Scientific work must not be considered from the point of view of the direct usefulness of it. It must be done for itself, for the usefulness of science, and then there is always that chance that a scientific discovery may become like the radium: a benefit.
Marie Curie was born on Novermber 7, 1867 in Warsaw, Poland. She was born into a family with 5 other siblings. Her parents were both teachers. Her father was a science teacher and supplemented her education at school. she was involved in a student run revolutionary organization. In 1891 she left Poland after it fell to Russia. In Paris, she continued her studies at the Sorbonne. She received Licenciateships in physics and mathematical sciences. In 1894, she met Pierre Curie a professor in the school of physics. Later on, they would marry and have three children.
Marie's inspiration was the rays that were discovered by Roenfghen and Henri Becquerel. Roenfghen is credited for the discovery of x-rays and Becquerel for rays given off by Uranium. Marie began to further discover these rays. When examining the material called Pitchelende she thought she was finding rays of Uranium. Surprisingly, she found many more rays than expected. After working for many hours in the lab with her husband, they found out there were two new elements in the substance. One element was named Polonium after her birthplace, Poland. The other element that she found was named Radium due to the fact that it gave off so many rays. Her and her husband developed the term "radioactivity" to describe the characteristic some elements have when they emit rays.

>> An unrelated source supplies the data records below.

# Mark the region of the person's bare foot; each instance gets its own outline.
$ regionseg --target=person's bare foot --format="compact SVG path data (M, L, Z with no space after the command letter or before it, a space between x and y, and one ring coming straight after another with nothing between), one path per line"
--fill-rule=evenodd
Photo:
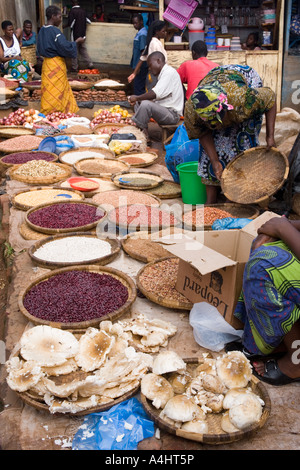
M265 372L264 361L254 361L253 367L257 374L263 377ZM283 374L291 379L297 379L300 377L300 364L294 364L288 354L277 360L279 369Z

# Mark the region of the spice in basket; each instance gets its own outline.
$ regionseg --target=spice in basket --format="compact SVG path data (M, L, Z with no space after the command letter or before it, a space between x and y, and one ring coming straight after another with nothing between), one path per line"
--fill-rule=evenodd
M17 194L14 200L17 204L22 204L27 207L34 207L39 204L46 204L62 199L75 199L81 200L82 196L74 191L62 191L61 189L40 189L36 191L27 191Z
M45 160L46 162L51 162L53 159L54 155L48 152L18 152L5 155L1 161L8 165L22 165L23 163L27 163L32 160Z
M22 135L13 137L0 143L0 152L22 152L37 149L42 141L41 137L35 135Z
M142 238L128 238L124 242L124 249L133 257L144 258L147 263L170 256L170 252L159 243Z
M79 323L112 313L127 299L127 287L114 276L70 270L36 284L23 304L36 318Z
M93 158L91 160L80 161L78 169L90 175L100 175L101 173L113 174L117 173L125 165L116 161L105 160L103 158ZM128 168L128 167L126 167Z
M17 168L15 174L31 178L42 178L45 176L64 175L65 170L45 160L31 160Z
M129 176L124 175L118 178L118 182L123 185L136 186L136 187L148 187L153 186L156 183L156 180L153 178L148 178L147 176Z
M113 207L135 204L145 204L148 206L159 206L159 201L152 197L151 194L142 191L134 191L130 189L122 189L116 191L106 191L102 194L96 194L93 202L96 204L110 205Z
M80 150L80 151L68 151L60 157L63 163L67 163L69 165L74 165L74 163L83 160L85 158L101 158L101 153L97 152L96 150Z
M139 277L141 286L165 301L189 303L175 288L178 264L178 258L168 258L146 266Z
M225 219L226 217L233 216L229 212L217 207L201 207L187 212L183 216L183 222L186 225L193 225L197 227L203 225L212 225L215 220Z
M133 204L117 207L110 211L111 222L120 226L138 227L169 227L179 223L179 220L166 210L159 207Z
M81 263L111 254L111 245L97 237L63 237L45 243L34 252L42 261L52 263Z
M33 225L49 229L68 229L93 224L104 217L100 208L89 204L55 203L28 214Z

In 1903, Marie and Pierre won the Nobel prize in physics for their work in radiation. At this time, Marie was the only women in history to win a Nobel prize in physics. In 1911, Marie won the Nobel prize in chemistry due to her discovery of two new elements. This made her the only person in history to win two Nobel prizes in more than one field.
HER WAR EFFORTS.
Marie Curie's research concluded the x-ray can help determine an injury in a wounded soldier. She noticed there were not enough x-ray machines to supply every hospital with enough equipment. She came up with an idea. Marie Curie told doctors that x-ray machines can be shared by hospitals if they are properly placed in a truck and used correctly. Marie was responsible for training doctors on how to use the equipment and installed many. These trucks are better known as petites Curies. It is believed that this invention saved the lives of over 1,000,000 soldiers in WWI.
Marie died July 4, 1934. She died from overexposure of radiation from her experiments and her work with x-rays. Due to such a devastating death, as of today there are many safety measures to keep scientists safe from exposure and other harmful chemicals.